The New Normal in Investing

The New Normal in InvestingFollowing a devastating decline of nearly 50% suffered during the aptly named “Great Recession” (December 2007 through June 2009) the stock market, as measured by the S&P 500, has reached new all-time highs. The advance has become even more pronounced since the 2016 presidential election.

Given this factor alone, you’d think the world’s economies and our investment portfolios would be booming in a way that would match those milestones. But you’d be wrong.

Actually, the economic recovery following the recession has been rather subdued. Not bad, but not great either. And, apart from a recovery in housing, returns on investment grade bonds and other traditional investments have been lackluster as well for most people, at least compared to historical norms.

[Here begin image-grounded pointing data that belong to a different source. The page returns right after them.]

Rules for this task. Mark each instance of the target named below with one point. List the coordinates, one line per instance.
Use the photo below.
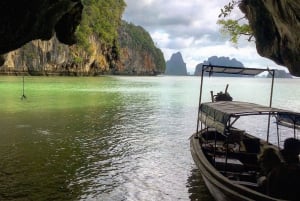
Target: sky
(190, 27)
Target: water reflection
(124, 138)
(196, 187)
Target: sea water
(112, 138)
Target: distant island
(222, 61)
(176, 65)
(281, 74)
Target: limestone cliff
(138, 53)
(53, 58)
(276, 27)
(26, 20)
(176, 65)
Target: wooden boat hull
(220, 187)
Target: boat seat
(252, 145)
(233, 164)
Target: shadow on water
(196, 187)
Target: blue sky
(190, 27)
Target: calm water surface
(110, 138)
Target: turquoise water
(111, 138)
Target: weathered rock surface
(276, 26)
(54, 58)
(176, 65)
(26, 20)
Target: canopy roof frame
(211, 69)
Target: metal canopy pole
(200, 97)
(272, 72)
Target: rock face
(176, 65)
(276, 26)
(54, 58)
(280, 74)
(222, 61)
(138, 54)
(26, 20)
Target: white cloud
(190, 27)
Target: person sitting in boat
(267, 160)
(291, 151)
(282, 176)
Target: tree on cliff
(234, 28)
(272, 24)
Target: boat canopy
(218, 114)
(289, 119)
(233, 70)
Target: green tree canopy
(233, 28)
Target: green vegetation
(101, 19)
(136, 37)
(234, 28)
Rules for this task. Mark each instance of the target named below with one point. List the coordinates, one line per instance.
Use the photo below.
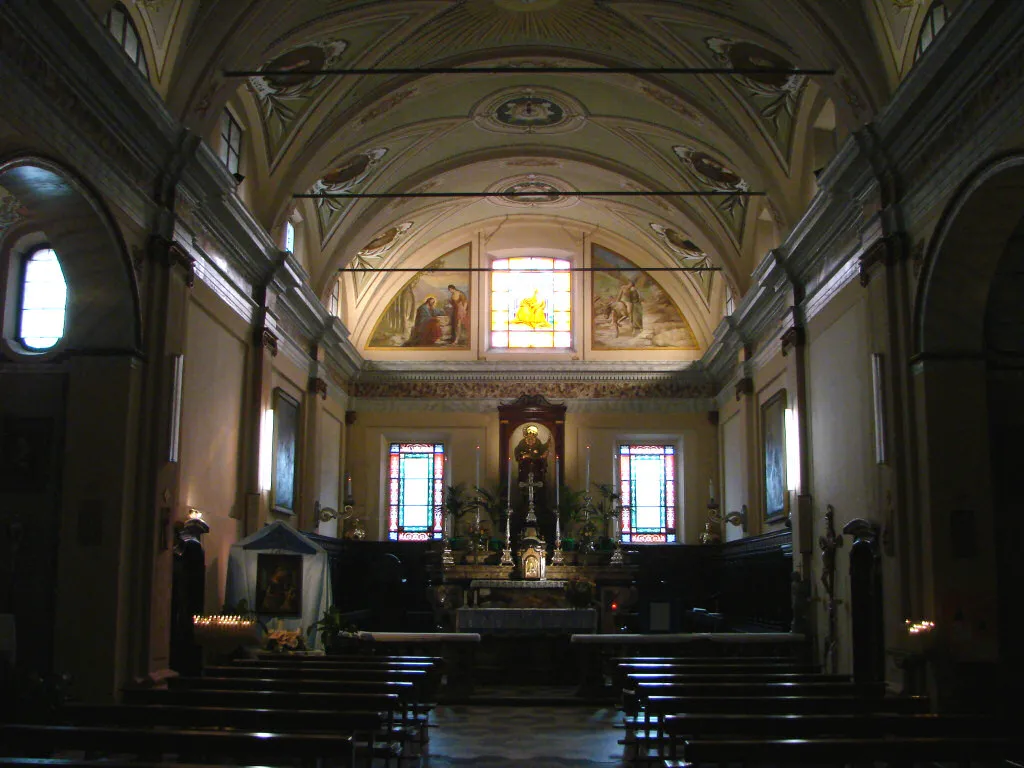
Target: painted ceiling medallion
(529, 111)
(301, 64)
(774, 95)
(350, 175)
(385, 241)
(11, 211)
(374, 253)
(711, 171)
(284, 98)
(678, 243)
(687, 253)
(532, 189)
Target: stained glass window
(530, 303)
(647, 487)
(123, 30)
(230, 141)
(44, 300)
(416, 491)
(935, 19)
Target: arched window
(935, 19)
(230, 142)
(647, 494)
(123, 30)
(530, 303)
(416, 491)
(43, 300)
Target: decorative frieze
(177, 257)
(267, 338)
(744, 386)
(558, 389)
(318, 386)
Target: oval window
(44, 300)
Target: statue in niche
(531, 454)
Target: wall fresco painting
(432, 310)
(632, 311)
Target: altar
(522, 590)
(526, 621)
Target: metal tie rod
(387, 71)
(567, 269)
(560, 194)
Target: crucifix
(529, 484)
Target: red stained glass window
(647, 488)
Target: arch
(949, 311)
(103, 308)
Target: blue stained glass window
(647, 487)
(416, 491)
(44, 300)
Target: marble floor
(517, 733)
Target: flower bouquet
(281, 640)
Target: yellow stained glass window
(530, 303)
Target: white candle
(557, 492)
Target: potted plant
(335, 635)
(492, 505)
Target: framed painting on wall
(773, 443)
(286, 434)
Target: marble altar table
(525, 621)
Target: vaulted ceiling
(553, 133)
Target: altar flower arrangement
(580, 592)
(281, 640)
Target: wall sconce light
(792, 451)
(266, 451)
(195, 526)
(737, 518)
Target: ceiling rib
(560, 194)
(391, 71)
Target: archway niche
(968, 391)
(102, 300)
(72, 412)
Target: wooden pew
(40, 740)
(107, 763)
(841, 752)
(646, 686)
(426, 675)
(416, 707)
(678, 728)
(619, 672)
(374, 731)
(396, 715)
(647, 729)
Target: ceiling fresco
(528, 129)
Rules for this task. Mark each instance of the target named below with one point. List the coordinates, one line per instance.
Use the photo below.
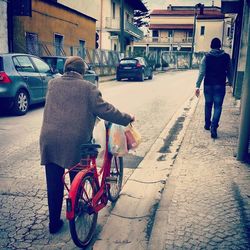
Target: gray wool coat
(72, 105)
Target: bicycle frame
(100, 199)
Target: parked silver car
(57, 65)
(23, 81)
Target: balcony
(165, 41)
(129, 28)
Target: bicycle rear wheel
(116, 175)
(82, 227)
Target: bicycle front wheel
(116, 175)
(82, 227)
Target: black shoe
(213, 133)
(55, 227)
(207, 127)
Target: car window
(132, 61)
(23, 64)
(86, 66)
(41, 65)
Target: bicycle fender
(70, 211)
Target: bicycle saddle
(89, 150)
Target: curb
(133, 225)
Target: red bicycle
(91, 189)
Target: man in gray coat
(72, 105)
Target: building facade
(179, 28)
(53, 29)
(115, 22)
(241, 66)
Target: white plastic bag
(99, 136)
(117, 140)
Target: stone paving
(206, 201)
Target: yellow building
(53, 29)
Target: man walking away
(215, 68)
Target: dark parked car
(23, 81)
(134, 68)
(57, 64)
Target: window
(58, 44)
(113, 10)
(32, 43)
(82, 48)
(127, 17)
(202, 30)
(190, 33)
(23, 64)
(170, 33)
(41, 65)
(155, 35)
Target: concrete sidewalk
(206, 200)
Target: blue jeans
(214, 96)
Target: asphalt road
(23, 209)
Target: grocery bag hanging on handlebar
(117, 140)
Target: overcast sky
(162, 4)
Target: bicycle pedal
(111, 179)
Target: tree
(141, 18)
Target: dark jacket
(215, 68)
(72, 105)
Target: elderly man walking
(72, 105)
(214, 69)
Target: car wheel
(21, 102)
(142, 77)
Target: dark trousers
(214, 96)
(55, 188)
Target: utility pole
(122, 26)
(192, 47)
(244, 132)
(201, 6)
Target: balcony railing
(114, 24)
(165, 40)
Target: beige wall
(213, 28)
(107, 13)
(48, 20)
(88, 7)
(171, 20)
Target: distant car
(134, 68)
(23, 81)
(57, 65)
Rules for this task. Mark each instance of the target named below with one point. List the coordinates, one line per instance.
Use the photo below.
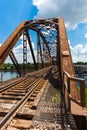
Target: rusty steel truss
(52, 45)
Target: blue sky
(74, 12)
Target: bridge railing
(67, 80)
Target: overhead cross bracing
(46, 40)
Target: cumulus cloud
(79, 52)
(73, 11)
(85, 35)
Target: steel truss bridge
(52, 49)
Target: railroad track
(18, 100)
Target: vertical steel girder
(24, 52)
(31, 48)
(15, 62)
(39, 45)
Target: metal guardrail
(67, 79)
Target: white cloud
(79, 53)
(73, 12)
(85, 35)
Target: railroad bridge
(47, 98)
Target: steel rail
(16, 108)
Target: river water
(9, 75)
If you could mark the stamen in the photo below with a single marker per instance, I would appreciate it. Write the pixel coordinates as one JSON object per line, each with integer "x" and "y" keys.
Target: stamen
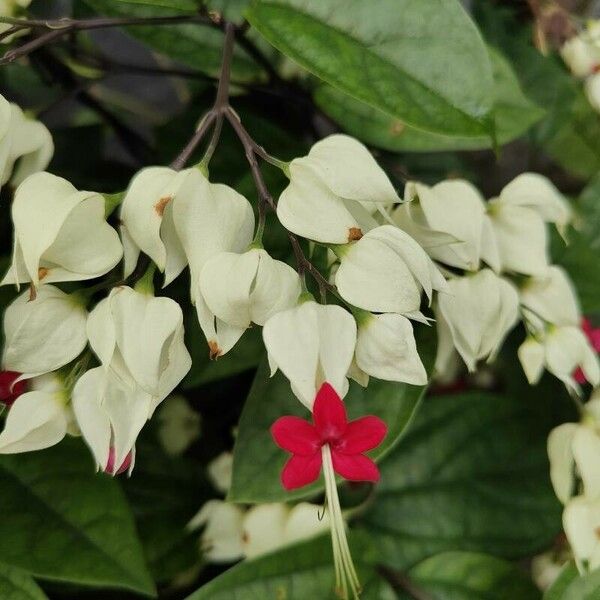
{"x": 345, "y": 573}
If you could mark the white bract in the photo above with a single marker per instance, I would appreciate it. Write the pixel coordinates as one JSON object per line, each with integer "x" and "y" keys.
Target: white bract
{"x": 310, "y": 344}
{"x": 241, "y": 289}
{"x": 147, "y": 223}
{"x": 38, "y": 419}
{"x": 561, "y": 349}
{"x": 44, "y": 334}
{"x": 209, "y": 219}
{"x": 478, "y": 312}
{"x": 386, "y": 271}
{"x": 447, "y": 220}
{"x": 386, "y": 349}
{"x": 139, "y": 340}
{"x": 59, "y": 233}
{"x": 331, "y": 191}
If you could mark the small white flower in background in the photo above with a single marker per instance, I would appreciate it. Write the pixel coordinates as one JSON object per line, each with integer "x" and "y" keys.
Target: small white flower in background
{"x": 39, "y": 418}
{"x": 220, "y": 471}
{"x": 241, "y": 289}
{"x": 561, "y": 350}
{"x": 447, "y": 220}
{"x": 27, "y": 148}
{"x": 386, "y": 271}
{"x": 110, "y": 416}
{"x": 478, "y": 312}
{"x": 386, "y": 349}
{"x": 139, "y": 339}
{"x": 178, "y": 425}
{"x": 332, "y": 191}
{"x": 573, "y": 450}
{"x": 211, "y": 218}
{"x": 60, "y": 233}
{"x": 311, "y": 343}
{"x": 551, "y": 297}
{"x": 581, "y": 521}
{"x": 44, "y": 334}
{"x": 147, "y": 223}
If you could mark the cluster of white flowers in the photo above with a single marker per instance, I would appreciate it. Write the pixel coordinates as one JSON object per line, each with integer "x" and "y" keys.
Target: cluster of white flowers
{"x": 232, "y": 532}
{"x": 581, "y": 53}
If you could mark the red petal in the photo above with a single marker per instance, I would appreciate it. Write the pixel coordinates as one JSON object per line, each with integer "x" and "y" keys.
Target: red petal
{"x": 301, "y": 470}
{"x": 329, "y": 414}
{"x": 295, "y": 435}
{"x": 354, "y": 467}
{"x": 361, "y": 435}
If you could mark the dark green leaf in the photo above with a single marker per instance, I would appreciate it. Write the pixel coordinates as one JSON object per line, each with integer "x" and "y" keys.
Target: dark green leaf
{"x": 18, "y": 585}
{"x": 513, "y": 113}
{"x": 64, "y": 522}
{"x": 421, "y": 62}
{"x": 471, "y": 474}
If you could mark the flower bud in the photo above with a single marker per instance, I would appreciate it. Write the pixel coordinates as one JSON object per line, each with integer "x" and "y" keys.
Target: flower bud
{"x": 311, "y": 343}
{"x": 241, "y": 289}
{"x": 60, "y": 233}
{"x": 479, "y": 311}
{"x": 386, "y": 271}
{"x": 44, "y": 334}
{"x": 331, "y": 189}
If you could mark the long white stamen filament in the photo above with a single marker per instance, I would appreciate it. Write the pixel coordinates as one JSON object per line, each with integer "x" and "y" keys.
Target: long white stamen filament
{"x": 345, "y": 573}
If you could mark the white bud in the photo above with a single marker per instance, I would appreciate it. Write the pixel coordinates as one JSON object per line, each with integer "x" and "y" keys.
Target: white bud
{"x": 147, "y": 218}
{"x": 329, "y": 189}
{"x": 386, "y": 349}
{"x": 60, "y": 233}
{"x": 311, "y": 343}
{"x": 479, "y": 310}
{"x": 44, "y": 334}
{"x": 386, "y": 271}
{"x": 139, "y": 339}
{"x": 241, "y": 289}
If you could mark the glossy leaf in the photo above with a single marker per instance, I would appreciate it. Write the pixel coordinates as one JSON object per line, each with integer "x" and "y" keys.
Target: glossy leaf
{"x": 64, "y": 522}
{"x": 395, "y": 55}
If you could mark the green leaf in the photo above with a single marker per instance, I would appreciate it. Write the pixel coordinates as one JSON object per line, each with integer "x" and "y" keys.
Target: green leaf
{"x": 303, "y": 571}
{"x": 471, "y": 474}
{"x": 18, "y": 585}
{"x": 64, "y": 522}
{"x": 257, "y": 461}
{"x": 513, "y": 114}
{"x": 470, "y": 576}
{"x": 194, "y": 45}
{"x": 395, "y": 55}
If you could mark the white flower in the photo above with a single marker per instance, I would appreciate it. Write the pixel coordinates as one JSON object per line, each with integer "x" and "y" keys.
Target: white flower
{"x": 551, "y": 297}
{"x": 28, "y": 145}
{"x": 60, "y": 233}
{"x": 573, "y": 450}
{"x": 311, "y": 343}
{"x": 386, "y": 271}
{"x": 178, "y": 425}
{"x": 386, "y": 349}
{"x": 44, "y": 334}
{"x": 328, "y": 188}
{"x": 581, "y": 520}
{"x": 139, "y": 339}
{"x": 561, "y": 350}
{"x": 38, "y": 419}
{"x": 241, "y": 289}
{"x": 147, "y": 221}
{"x": 479, "y": 311}
{"x": 447, "y": 220}
{"x": 110, "y": 415}
{"x": 211, "y": 218}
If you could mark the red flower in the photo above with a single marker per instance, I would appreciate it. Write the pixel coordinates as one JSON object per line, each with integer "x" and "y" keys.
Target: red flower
{"x": 347, "y": 442}
{"x": 593, "y": 335}
{"x": 9, "y": 390}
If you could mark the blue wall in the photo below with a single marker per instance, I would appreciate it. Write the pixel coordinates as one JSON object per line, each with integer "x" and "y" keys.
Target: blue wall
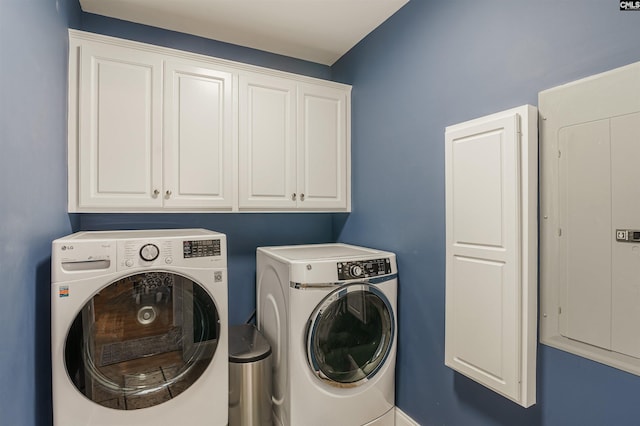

Why? Here’s a simplified formula:

Fewer high paying jobs for millennials who are replacing higher salaried retirees in the workforce results in lower levels of income which the government taxes (Gross Domestic Product, GDP) and then uses to support/fuel the economy.

At the same time, both government and consumer debt has increased dramatically since 2007. Consequently, principal and interest payments now take a larger share of the government’s GDP, and consumers’ after-tax income, to service the debt.

Fortunately, in the short term, the U.S. Federal Reserve Bank (Fed) monetary policies over the past decade have significantly disrupted the customary economic cycles, and created an environment of historically low interest rates. That said, we are worried the party may be over and interest rates could rise to a level that could cause significant stress on the economy.

We are also concerned that slower growth in GDP may eventually translate to lower corporate earnings and, hence, lower stock values. Compounding the issue is the fact that equity market valuations are historically high. This could ultimately mean lower returns on the traditional investments that make up your 401k and other investment vehicles.

Unfortunately, we don’t see this trend improving much in the long term, but rather see a new normal settling in the markets. Going forward, we believe that long-term returns in the traditional U.S. equity markets could likely average between 3-5%, over market cycles, versus the historical average of 7-9% in previous years.

Who knows when interest rates will rise, but with the interest rate on the benchmark 10-Year U.S. Treasury Bond at 2.37% compared against the long-term average of 6.25%, it would seem highly likely that rates will inevitably rise. Because bond prices fall as interest rate rise, this would suggest that risk in the U.S. government securities and investment grade bond markets is high.

The Goldilocks Zone

This isn’t to discourage you from investing, but rather to make you aware of the long-term scenario. And it doesn’t mean you can’t reap good returns from your portfolio today or in the future. It simply means you have to invest smarter. You can’t just sit on autopilot anymore.

There are several positives at the moment, therefore things don’t look bleak in the short term. Importantly, there are few traditional warning signs pointing to an immediate recession.

And that makes it the perfect time to review your portfolio and make sure it’s in the “Goldilocks Zone” before the bears return.

What does this mean exactly? You need to work with your wealth management advisor to make sure your investments strike the right balance between high-return opportunities and your personal tolerance for risk. This may include looking at less-traditional alternative asset classes such as real estate, hedge funds and natural resources.

These alternative investments can help you protect your portfolio by mixing in opportunities that have lower correlations with the stock and bond markets (i.e., if traditional markets tank, your portfolio is far less likely to.)

Strategic alternative investments have also become more accessible and less risky for investors today, by finding the right opportunities that fit your needs.